Winnie spends her time buried in a mound of sand, a set designed by Joe C. Klug. She shares the mound with half-buried phones, cameras, televisions, and record players – all obsolete devices of connection, all purveyors of nostalgia. In the program, director Jess Jung confesses to an obsession with objects, and the way they litter the set brings home many of the plays more conceptual elements. Accompanied by a backdrop by Art and Photography Director Ryan Maxwell, the set gives us a disjointed day at the beach, like a family vacation snapshot no one can remember taking. Objects are a stand-in for relationships and memories
Winnie’s day is governed by ritual, from the bell that wakes her and commands her to sleep to the repeated activities that comprise her daily routine. She takes joy in the small positives that occur, but always seems to resist the realization of how much she needs these moments. Nothing must happen until it’s the right time; nothing can happen until it’s the right time. Winnie talks to pass the time, but she’s acutely aware that she only has a certain amount of words to spend each day and a very large amount of time to fill. There’s a desperation to Winnie that is both heartbreaking and compelling.

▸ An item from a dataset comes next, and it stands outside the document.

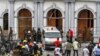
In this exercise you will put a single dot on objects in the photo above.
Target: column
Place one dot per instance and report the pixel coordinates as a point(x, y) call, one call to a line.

In some ways, Winnie has an abusive relationship with the concept of time. No matter what happens, nothing seems to change. When something does change, there’s a sense that things have always been that way. Winnie is equally afraid of the horrible absurdity of her situation and of the possibility of real change. Willie is less of a companion than a living sign that things are as they have always been. Only able to interact with the objects in arms’ reach, Winnie takes frequent trips into a past she can barely recall. Her experience of the present is as a past-to-be; her repeated refrain is that “this will have been a happy day.” She’s already looking forward to adding the day to the stock of vague, happy days she can barely remember
As Winnie, Lange is a delight to watch. I’ve seen actors in living room sets and family dramas who don’t seem quite as comfortable as Lange does buried in a pile of sand. She makes it easy to believe that this is Winnie’s life, and that there’s no reason to question it. As Winnie, Lange is charming and irrepressible, and that just makes it hurt more when we see her optimism flag and fail. Sullivan’s performance as Willie is a little harder to qualify: he spends the better part of each act out of sight and most of his lines consist of grunts and sighs. But his vocal responses are pitch perfect, and he manages to underscore Winnie as both a tragic and comic figure.
Happy Days is the rare play that lives up to its own message. If nostalgia is an exquisite pain, so is this production. It hurt, at times, but there was laughter too, and if the two don’t balance out they’re both still worth having. If you don’t like the performance, take it up with Samuel Beckett; Lange and co. have nailed it.
Running Time: 90 minutes, with a 15-minute intermission.